The Good,The Bad and The Cultured
Words are only symbols of things; they are not the things themselves. This is one of the basic tenets of semantics. But sometimes we identify some words and some things so closely that it is possible for anyone with a considerable amount of malevolence residing in his mind to turn the table with the very mention of a word or a few words in public. The word ‘culture’ has such an effect on the Indian psyche. More so, when the usage is ‘our culture’.
The meaning of a word is bound to change in the course of time, irrespective of its etymological history. The frequent use of 'our culture' in the Indian media, however, suggests that any sort of transformation that the usage had to undergo has more to do with manipulation than an ingenuous degeneration. I say this because, on a number of occasions things have gone out of hand due to the deliberate intervention of a few criminals disguised as the protectors of 'our culture' into certain events which were of little concern to the common man. These people, often dubbed by the media as the moral police, argue that their acts are targeted at those things which they believe to be against 'our culture'. So what exactly is ‘our culture’? What is the exact number of things that would feature under the label ‘Against Our Culture’?
Before I futilely attempt to seek answers to these questions (I say futile because at the end of this script you can trust me to confess that I haven’t got a clue on what exactly-and I mean exactly, nothing short of it-our culture is) I shall draw your attention towards a self-proclaimed protector of ‘our culture’ who has unfortunately occupied the highest office in the ministry of Information and Broadcasting, Mr. Priyaranjan Das Munshi. A couple of decisions that he has taken in the recent past is obnoxious enough to put even the toughest hardliner in any right-wing party to shame. First, it was the downright idiotic decision to ban a popular television channel named AXN for a period of two months. Then in a similarly outrageous way he decided to ban another channel FTV for three months. According to the minister both these channels had one thing in common-they aired programmes each which were against ‘our culture’.

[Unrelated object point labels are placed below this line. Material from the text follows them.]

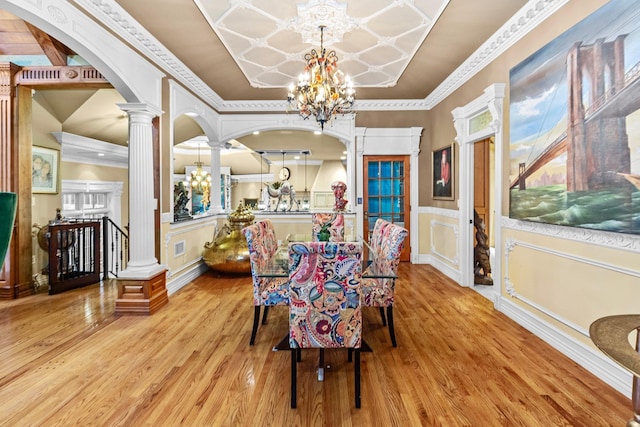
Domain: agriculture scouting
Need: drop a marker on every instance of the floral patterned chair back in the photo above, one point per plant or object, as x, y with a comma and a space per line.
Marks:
324, 280
325, 311
327, 227
387, 241
267, 291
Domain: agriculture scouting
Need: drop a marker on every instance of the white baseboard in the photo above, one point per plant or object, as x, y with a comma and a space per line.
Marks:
591, 359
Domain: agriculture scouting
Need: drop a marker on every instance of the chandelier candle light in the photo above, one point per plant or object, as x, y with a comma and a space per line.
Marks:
199, 179
322, 90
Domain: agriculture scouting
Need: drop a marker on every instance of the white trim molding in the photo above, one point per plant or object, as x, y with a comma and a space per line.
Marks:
111, 14
490, 101
80, 149
626, 242
456, 259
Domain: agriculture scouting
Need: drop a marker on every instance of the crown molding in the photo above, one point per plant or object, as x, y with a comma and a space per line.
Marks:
520, 24
111, 14
80, 149
622, 241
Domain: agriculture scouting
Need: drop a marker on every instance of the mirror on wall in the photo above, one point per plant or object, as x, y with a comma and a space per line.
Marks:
308, 162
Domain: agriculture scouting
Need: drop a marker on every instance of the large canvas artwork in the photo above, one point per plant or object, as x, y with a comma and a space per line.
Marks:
575, 125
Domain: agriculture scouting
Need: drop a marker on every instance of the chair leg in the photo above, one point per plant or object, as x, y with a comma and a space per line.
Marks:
392, 332
357, 377
384, 319
294, 352
321, 366
256, 318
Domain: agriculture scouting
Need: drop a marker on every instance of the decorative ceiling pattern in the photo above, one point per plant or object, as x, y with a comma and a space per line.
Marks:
374, 40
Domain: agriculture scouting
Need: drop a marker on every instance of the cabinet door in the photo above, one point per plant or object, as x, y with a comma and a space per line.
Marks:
386, 194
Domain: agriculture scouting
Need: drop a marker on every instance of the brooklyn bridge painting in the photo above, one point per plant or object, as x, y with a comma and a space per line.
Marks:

Now, let’s scrutinize these two controversial programmes and what went against their favour. The show titled ‘World’s Sexiest Commercials’ televised by AXN was supposedly comic, sardonic or even sarcastic, but definitely not sexy. The ads featured in the show were meant to raise laugh and not to titillate the audience. Veteran journalist karan Thapar had these thoughts and more as he snared the minister with a volley of questions in an interview. You are free to figure out the level of stupidity on the part of this so-called protector of ‘our culture’ as he admitted that he found the particular show to be sexy after viewing it personally.
In response to a notice from the ministry, FTV had pulled off ‘Midnight Hot’, which, incidentally, was once voted as one among the five most popular shows on Indian television, by the end of 2006. This moral super cop who went lamenting about the blow ‘our culture’ received with the telecast of a show in which “female models walk around in bikinis”, was short of an answer as to why he decided to ban the channel three months after the show was taken off air. He also found himself cornered when questioned on the logic in banning television channels in their entirety for televising a single objectionable programme.

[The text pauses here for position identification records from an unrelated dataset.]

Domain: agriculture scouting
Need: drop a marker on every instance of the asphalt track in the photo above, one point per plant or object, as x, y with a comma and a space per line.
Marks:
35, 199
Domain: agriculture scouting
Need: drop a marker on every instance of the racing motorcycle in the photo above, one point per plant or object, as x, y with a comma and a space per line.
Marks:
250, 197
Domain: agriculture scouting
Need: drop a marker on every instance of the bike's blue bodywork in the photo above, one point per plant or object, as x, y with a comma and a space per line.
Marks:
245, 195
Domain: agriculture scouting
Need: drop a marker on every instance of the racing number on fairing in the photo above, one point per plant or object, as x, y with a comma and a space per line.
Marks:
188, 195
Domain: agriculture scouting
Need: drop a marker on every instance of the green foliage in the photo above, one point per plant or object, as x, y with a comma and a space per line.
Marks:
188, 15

Adult entertainment and the Indian television industry share a long-term association. But there has been a steady decline of it’s quantity over the past decade. Now, I’m not pornographically disadvantaged. With the kind of reach that porn enjoys these days, I don’t think anybody is. But I have no qualms on watching a TV show which has sexual content, at midnight, an hour when most kids are asleep, when family members rarely stay up together to watch TV. And if I’m not in the right frame of mind (or body, for that matter) to watch it, I could opt to view any other channel or to turn off the television set. But I wouldn’t go bragging about in public on the blow ‘our culture’ received at the hands of an innocuous TV show. Nor do I believe that it’s right for a person in authority to ban something simply because his point of view clashes with its content. Not in a country which is known as one of the largest democracies in the world. Not at the time when a coalition led by the supposedly liberal Indian National Congress is in power at the centre.
If the whole matter can be brought down to one man’s ego, then it raises the obvious question of his own sexual competence. I hope that someone who is not impotent would occupy the chair of the minister for I&B the next time the Prime Minister decides to shuffle the ministers of his cabinet. Someone who is not ‘cultured’ enough so as to take an affirmative action as far as adult entertainment on TV is concerned maybe right for the job.
And as I had promised, I have no answers to the questions I posed. But, one of my friends had a different take on this issue and on parting I’ll leave you with his stream of thought. According to him all this hoopla on culture is just a front; the real reason could be something else, if a good amount of money had changed hands the very same ministry would have let these channels telecast sexually explicit shows even during daytime.It’s a long shot. Maybe true, maybe not. But on an afterthought I feel inclined to believe it. And it’s because I believe in something else. That is “culture follows the living habits of people; not the other way around”. Maybe it’s true in this case too. Bribery may be the only ‘culture’ that we Indians posses. And what better way than to ban television channels for violating ‘our culture’.